After deciding to go to sleep without tending to the fire, Ralph, nursing his swollen cheek from the previous night's attack in which Piggy's glasses were stolen, awakens at dawn and begins blowing into the cold embers, hoping that some spark is still burning. However the result is only to have ash blown into his eyes, mirroring the incident on the mountain earlier in which he, Jack and Roger investigated the presence of the beast.
Piggy urges him to call yet another assembly even though nobody is left except for Samneric. Ralph, though doubtful as to the necessity of this, at last agrees and blows hard into the conch. The four of them talk about how all of the problems of the island are to be blamed on Jack. Ralph insists that he would have given Jack fire to use if he had only asked rather than stealing the glasses; their not getting rescued due to the lack of a signal fire is blamed on Jack, as is the murder of Simon, in which the four of them had taken part as well.
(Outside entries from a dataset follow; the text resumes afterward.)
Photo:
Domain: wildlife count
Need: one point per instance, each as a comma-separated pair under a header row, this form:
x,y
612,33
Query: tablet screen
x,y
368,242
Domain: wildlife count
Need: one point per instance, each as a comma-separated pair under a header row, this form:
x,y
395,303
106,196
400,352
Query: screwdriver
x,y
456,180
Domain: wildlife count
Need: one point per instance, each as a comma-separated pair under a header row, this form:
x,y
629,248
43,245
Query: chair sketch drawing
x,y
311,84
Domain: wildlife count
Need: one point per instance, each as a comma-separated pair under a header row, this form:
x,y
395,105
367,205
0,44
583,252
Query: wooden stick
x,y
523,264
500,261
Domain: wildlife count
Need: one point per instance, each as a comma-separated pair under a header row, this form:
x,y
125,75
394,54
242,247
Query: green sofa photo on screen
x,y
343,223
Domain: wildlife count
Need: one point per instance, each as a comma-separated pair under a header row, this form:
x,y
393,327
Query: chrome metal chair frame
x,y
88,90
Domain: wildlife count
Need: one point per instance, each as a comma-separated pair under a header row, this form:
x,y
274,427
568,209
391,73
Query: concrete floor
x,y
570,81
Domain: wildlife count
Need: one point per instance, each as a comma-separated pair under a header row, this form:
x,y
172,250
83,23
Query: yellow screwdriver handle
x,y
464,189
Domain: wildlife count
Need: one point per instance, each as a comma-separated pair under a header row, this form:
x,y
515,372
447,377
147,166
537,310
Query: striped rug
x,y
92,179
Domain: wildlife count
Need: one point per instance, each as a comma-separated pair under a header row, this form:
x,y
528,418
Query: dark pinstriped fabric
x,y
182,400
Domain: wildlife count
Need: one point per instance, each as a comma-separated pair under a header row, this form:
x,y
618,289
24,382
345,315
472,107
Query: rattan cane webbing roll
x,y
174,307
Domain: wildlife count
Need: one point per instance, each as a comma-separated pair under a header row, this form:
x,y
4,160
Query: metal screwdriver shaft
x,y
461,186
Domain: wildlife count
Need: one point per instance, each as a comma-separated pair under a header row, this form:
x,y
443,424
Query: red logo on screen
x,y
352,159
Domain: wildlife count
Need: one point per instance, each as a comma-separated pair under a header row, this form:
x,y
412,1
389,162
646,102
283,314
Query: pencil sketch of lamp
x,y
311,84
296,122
Piggy dismisses all of this, saying: "'This is 'jus talk....I want my glasses.'" Chapter 11, pg. 155. He, as always, propels Ralph (who is described earlier as comparable to "a chess player") into action. Ralph speaks about going up to the Castle Rock where Jack has established the base for his tribe: "'[We should be] looking like we used to, washed and hair brushed -- after all we aren't savages really....'" Chapter 11, pg. 155. Here he clings again to the old nostalgia of his dreams and his yearning for home and things civilized. Though this is a symbolic gesture for their adherence to civilized behaviors, Piggy dismisses it all, seizing up the conch in order to speak, saying he is going to go up the mountain, without a spear, and walk right up to Jack and demand that his glasses back. Piggy's old timidity has completely left, as he speaks without fear. As he talks, "[a] single drop of water that had escaped Piggy's fingers now flashed on the delicate curve [of the shell] like a star." Chapter 11, pg. 156. The mention of a star here recalls the description of stars earlier, when they reflected off the dead body of Simon as it was swept out into the ocean. The remaining four boys leave to visit Castle Rock, on a mission to retrieve Piggy's glasses.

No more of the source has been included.